Cette bavure oblige Chiara Argento à New-York à demander une enquête de l’ONU sur les circonstances de la tragédie.
Après interrogatoire, Argento comprend que Mirnas n’est pas net dans l’histoire.
Ce dernier qui fréquente Shacha une petite prostituée shégué amie de Isookanga, comprend qu’il est menacé et tente de prendre ses distances avec son ex encombrant partenaire commercial.
Au final, l’étau se resserre inéluctablement contre Bizimungu qui doit fuir pour échapper à une arrestation et à un transfert devant la Cour pénale internationale et trouve la mort par crémation à vif après que sa compagne Adeito, victime d’un massacre devenue son esclave sexuelle, ne le dénonce à une foule hystérique.
Alors que Mirnas continue ses activités sans se douter que Shasha l’empoisonne patiemment à chaque rencontre, Zhang Xia est rattrapé par la justice de son pays qui l’extrade en Chine et Isookanga retourne vers son Kivu natal toujours avec des reves de mondialisation et de richesse plein la tete.
En conclusion, « Congo Inc, le testament de Bismarck » est un roman puissant, vif et habile qui décrit sans ambages la dure réalité d’un pays qui pourrait être plus développé en raison de ses richesses en minerais précieux, mais qui du fait des guerres ethniques, d’un état faible et corrompu, est devenu la proie des multinationales voraces avec à leur tête la Chine.

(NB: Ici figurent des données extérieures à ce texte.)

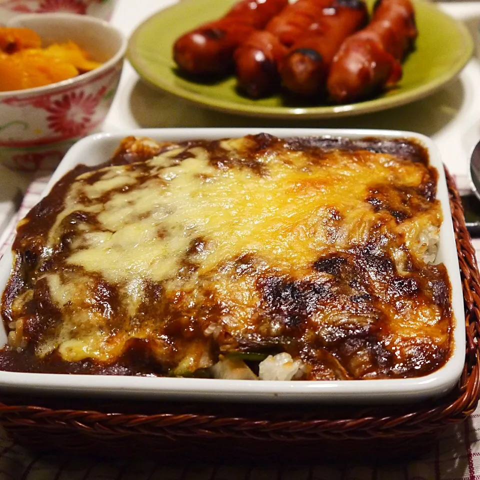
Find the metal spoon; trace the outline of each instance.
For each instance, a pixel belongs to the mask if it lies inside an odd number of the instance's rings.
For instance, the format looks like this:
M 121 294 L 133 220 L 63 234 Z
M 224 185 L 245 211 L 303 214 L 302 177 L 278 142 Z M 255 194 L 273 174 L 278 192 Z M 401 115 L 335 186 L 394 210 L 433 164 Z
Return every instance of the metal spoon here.
M 474 196 L 470 194 L 462 196 L 460 198 L 467 230 L 472 236 L 478 237 L 480 236 L 480 142 L 474 148 L 470 156 L 468 178 Z
M 470 168 L 468 169 L 470 188 L 476 198 L 480 200 L 480 142 L 474 148 L 470 156 Z

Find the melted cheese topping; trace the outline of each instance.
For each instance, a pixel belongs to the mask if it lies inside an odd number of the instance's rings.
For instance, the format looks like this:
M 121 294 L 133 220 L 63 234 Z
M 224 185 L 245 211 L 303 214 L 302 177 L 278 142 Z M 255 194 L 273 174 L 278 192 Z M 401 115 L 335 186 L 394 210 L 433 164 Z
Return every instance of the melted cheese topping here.
M 272 278 L 328 284 L 338 300 L 352 288 L 332 286 L 331 274 L 314 267 L 320 258 L 373 246 L 372 254 L 390 256 L 397 276 L 408 258 L 423 264 L 442 222 L 438 202 L 420 194 L 425 166 L 366 150 L 314 154 L 284 146 L 252 156 L 256 146 L 226 140 L 213 155 L 201 144 L 173 145 L 72 182 L 40 255 L 39 264 L 54 266 L 38 270 L 36 288 L 48 292 L 60 320 L 38 336 L 37 354 L 108 362 L 143 339 L 166 371 L 182 374 L 214 362 L 206 329 L 227 343 L 284 334 L 284 318 L 272 313 L 281 301 L 266 312 Z M 315 327 L 304 340 L 328 338 L 346 322 L 370 328 L 387 316 L 395 328 L 384 328 L 381 341 L 397 356 L 398 371 L 399 342 L 448 344 L 440 308 L 418 308 L 408 298 L 392 310 L 388 286 L 376 275 L 364 280 L 377 285 L 382 302 L 374 308 L 349 307 L 347 314 L 342 302 L 322 305 L 320 294 L 308 300 L 320 303 L 307 305 Z M 18 316 L 24 315 L 26 294 L 14 302 Z M 352 365 L 369 354 L 359 352 Z

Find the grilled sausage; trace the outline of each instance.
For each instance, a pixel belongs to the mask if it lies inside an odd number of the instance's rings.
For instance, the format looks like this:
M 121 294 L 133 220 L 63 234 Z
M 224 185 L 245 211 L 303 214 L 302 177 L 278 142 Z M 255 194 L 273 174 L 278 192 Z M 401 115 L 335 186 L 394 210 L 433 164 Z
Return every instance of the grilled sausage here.
M 182 35 L 174 45 L 174 59 L 194 76 L 226 74 L 235 49 L 288 4 L 288 0 L 242 0 L 222 18 Z
M 278 68 L 287 46 L 315 31 L 333 0 L 298 0 L 256 32 L 235 51 L 238 88 L 252 98 L 269 94 L 280 84 Z
M 281 62 L 280 75 L 288 90 L 304 97 L 326 93 L 330 64 L 344 40 L 368 20 L 362 0 L 336 0 L 319 21 L 314 34 L 296 42 Z
M 417 31 L 410 0 L 380 0 L 370 23 L 347 38 L 332 62 L 327 88 L 335 101 L 366 98 L 402 77 L 400 62 Z

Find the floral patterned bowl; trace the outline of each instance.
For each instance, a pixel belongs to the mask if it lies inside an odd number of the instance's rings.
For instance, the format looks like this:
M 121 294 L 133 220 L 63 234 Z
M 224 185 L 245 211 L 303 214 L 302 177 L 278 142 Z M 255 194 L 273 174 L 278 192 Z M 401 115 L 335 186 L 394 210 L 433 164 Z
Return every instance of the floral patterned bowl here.
M 27 14 L 8 25 L 34 30 L 45 45 L 72 40 L 104 62 L 51 85 L 0 92 L 0 162 L 18 170 L 50 170 L 74 142 L 101 125 L 118 86 L 126 41 L 106 22 L 70 14 Z
M 22 14 L 61 12 L 91 15 L 104 20 L 112 16 L 116 0 L 0 0 L 0 22 Z

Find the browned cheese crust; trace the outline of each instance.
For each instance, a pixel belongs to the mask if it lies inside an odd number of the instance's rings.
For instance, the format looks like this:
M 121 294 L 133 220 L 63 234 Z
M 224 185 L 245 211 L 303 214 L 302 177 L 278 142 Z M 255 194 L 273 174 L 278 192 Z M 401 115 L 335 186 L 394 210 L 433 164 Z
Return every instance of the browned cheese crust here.
M 286 352 L 302 380 L 430 373 L 453 321 L 436 182 L 406 139 L 126 138 L 20 222 L 0 368 L 208 376 Z

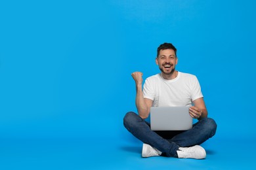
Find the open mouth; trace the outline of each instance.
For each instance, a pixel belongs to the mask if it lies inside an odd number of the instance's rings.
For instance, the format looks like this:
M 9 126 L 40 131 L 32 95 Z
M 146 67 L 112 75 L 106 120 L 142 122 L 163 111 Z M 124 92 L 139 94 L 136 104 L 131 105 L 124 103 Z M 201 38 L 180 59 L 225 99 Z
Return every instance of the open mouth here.
M 163 67 L 165 68 L 170 68 L 171 67 L 171 65 L 170 64 L 165 64 L 165 65 L 163 65 Z

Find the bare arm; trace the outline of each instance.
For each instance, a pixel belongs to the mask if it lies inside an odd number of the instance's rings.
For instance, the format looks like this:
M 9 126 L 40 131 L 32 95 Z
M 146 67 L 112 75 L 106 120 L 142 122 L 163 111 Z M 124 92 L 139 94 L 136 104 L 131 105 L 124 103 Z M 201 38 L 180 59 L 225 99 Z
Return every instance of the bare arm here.
M 200 120 L 203 118 L 208 116 L 208 112 L 206 109 L 205 104 L 203 98 L 201 97 L 193 101 L 194 106 L 190 107 L 189 109 L 189 114 L 193 118 Z
M 135 104 L 138 110 L 139 115 L 143 119 L 148 118 L 150 107 L 153 101 L 148 99 L 144 99 L 142 92 L 142 73 L 135 72 L 131 74 L 136 84 L 136 99 Z

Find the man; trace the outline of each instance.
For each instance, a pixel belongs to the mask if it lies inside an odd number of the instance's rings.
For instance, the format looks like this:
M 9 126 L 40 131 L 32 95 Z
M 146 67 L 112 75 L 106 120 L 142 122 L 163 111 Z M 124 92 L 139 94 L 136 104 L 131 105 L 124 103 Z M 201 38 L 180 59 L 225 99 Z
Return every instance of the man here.
M 199 144 L 212 137 L 217 129 L 208 112 L 196 76 L 175 70 L 177 49 L 171 43 L 161 44 L 156 64 L 161 73 L 148 78 L 143 87 L 142 73 L 131 74 L 136 84 L 135 103 L 139 115 L 133 112 L 123 118 L 125 127 L 144 143 L 142 156 L 163 155 L 180 158 L 203 159 L 205 150 Z M 193 106 L 192 106 L 193 104 Z M 183 131 L 153 131 L 144 120 L 151 107 L 189 106 L 189 114 L 198 119 L 191 129 Z

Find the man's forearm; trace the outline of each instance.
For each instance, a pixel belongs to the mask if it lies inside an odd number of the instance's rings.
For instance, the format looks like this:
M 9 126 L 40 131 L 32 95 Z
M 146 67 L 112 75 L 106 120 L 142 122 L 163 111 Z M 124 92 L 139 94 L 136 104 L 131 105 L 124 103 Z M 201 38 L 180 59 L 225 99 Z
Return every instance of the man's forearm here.
M 141 84 L 136 86 L 136 99 L 135 103 L 139 115 L 143 119 L 148 116 L 149 111 L 143 97 L 142 88 Z

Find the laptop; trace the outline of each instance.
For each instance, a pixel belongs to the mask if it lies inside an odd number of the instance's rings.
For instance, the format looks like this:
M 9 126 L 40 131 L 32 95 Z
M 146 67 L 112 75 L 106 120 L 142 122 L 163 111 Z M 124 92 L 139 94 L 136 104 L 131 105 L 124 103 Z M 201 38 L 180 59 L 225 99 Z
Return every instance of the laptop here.
M 152 107 L 150 128 L 153 131 L 182 131 L 192 128 L 189 107 Z

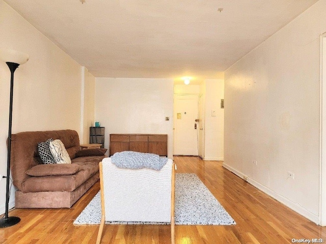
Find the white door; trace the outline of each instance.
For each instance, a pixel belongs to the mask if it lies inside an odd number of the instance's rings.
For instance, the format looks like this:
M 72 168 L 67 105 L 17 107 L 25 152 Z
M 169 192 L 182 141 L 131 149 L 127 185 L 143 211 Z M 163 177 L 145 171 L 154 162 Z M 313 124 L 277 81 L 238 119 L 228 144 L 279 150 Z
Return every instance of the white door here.
M 202 159 L 204 155 L 204 95 L 199 97 L 198 103 L 198 156 Z
M 175 155 L 198 155 L 198 96 L 175 95 L 173 124 Z

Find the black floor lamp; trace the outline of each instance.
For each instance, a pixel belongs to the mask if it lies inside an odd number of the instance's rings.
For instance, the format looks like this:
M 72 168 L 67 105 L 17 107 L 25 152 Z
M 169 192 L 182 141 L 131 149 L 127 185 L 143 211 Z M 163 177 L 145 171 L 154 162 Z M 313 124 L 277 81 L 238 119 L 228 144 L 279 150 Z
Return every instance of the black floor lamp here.
M 28 54 L 14 50 L 0 49 L 0 59 L 6 62 L 11 72 L 10 81 L 10 105 L 9 106 L 9 129 L 8 131 L 8 158 L 7 161 L 7 188 L 6 191 L 6 212 L 5 217 L 0 219 L 0 228 L 9 227 L 20 221 L 18 217 L 8 217 L 9 204 L 9 176 L 10 174 L 10 149 L 11 146 L 11 125 L 12 123 L 12 101 L 14 88 L 14 73 L 19 65 L 29 60 Z

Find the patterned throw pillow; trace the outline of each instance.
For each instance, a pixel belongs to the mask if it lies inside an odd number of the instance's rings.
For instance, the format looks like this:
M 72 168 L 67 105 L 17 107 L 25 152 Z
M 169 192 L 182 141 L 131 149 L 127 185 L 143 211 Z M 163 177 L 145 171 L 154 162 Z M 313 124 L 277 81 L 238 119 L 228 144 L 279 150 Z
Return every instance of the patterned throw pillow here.
M 57 164 L 71 164 L 71 160 L 65 145 L 58 139 L 50 142 L 50 151 Z
M 55 164 L 55 158 L 52 156 L 49 145 L 50 142 L 53 139 L 50 138 L 46 141 L 37 143 L 37 148 L 39 150 L 39 155 L 43 164 Z

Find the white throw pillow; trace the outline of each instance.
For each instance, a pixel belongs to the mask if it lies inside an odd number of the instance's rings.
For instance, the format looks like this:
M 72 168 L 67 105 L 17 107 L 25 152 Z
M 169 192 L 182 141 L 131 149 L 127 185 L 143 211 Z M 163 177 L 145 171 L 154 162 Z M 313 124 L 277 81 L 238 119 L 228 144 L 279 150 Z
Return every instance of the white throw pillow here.
M 71 160 L 65 145 L 59 139 L 50 141 L 49 143 L 50 151 L 53 155 L 55 161 L 57 164 L 71 164 Z

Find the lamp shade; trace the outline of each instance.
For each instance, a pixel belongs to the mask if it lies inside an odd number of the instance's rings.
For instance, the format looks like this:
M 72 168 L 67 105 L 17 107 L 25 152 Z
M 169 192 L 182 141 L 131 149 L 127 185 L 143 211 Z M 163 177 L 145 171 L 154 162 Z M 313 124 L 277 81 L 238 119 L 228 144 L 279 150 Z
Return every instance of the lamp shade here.
M 22 65 L 29 60 L 30 55 L 15 50 L 0 48 L 0 59 L 4 62 L 10 62 Z

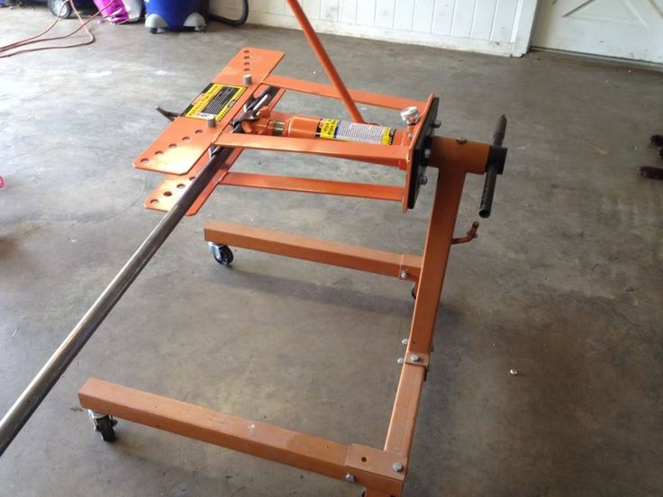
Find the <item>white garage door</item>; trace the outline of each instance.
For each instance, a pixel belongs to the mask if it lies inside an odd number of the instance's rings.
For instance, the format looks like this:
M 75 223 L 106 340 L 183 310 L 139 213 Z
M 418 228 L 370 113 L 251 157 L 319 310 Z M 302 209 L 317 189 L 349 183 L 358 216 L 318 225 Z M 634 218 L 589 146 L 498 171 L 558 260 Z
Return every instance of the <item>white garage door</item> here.
M 532 45 L 663 64 L 663 0 L 540 0 Z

A travers les yeux d’un jeune pygmée fasciné par les jeux vidéo et le rapper américain Snoop Doog symbole de la réussite capitaliste, In Koli Jean Bofane montre les atrocités du nettoyage ethnique avec ses milliers de meurtres, de démembrement, de mutilations et de viols, la collusion entre forces d’interpositions internationales et anciens criminels promus à des postes clés dans l’Administration, les églises évangéliques comme faible refuge pour des populations pauvres, sur fond de saccage du patrimoine naturel congolais.
Un roman dont les quelques scènes insoutenables nécessaires pour décrire la réalité, sont contrebalancées par le pittoresque de celles sur les villages de la foret ou des marchés de Kinshasa.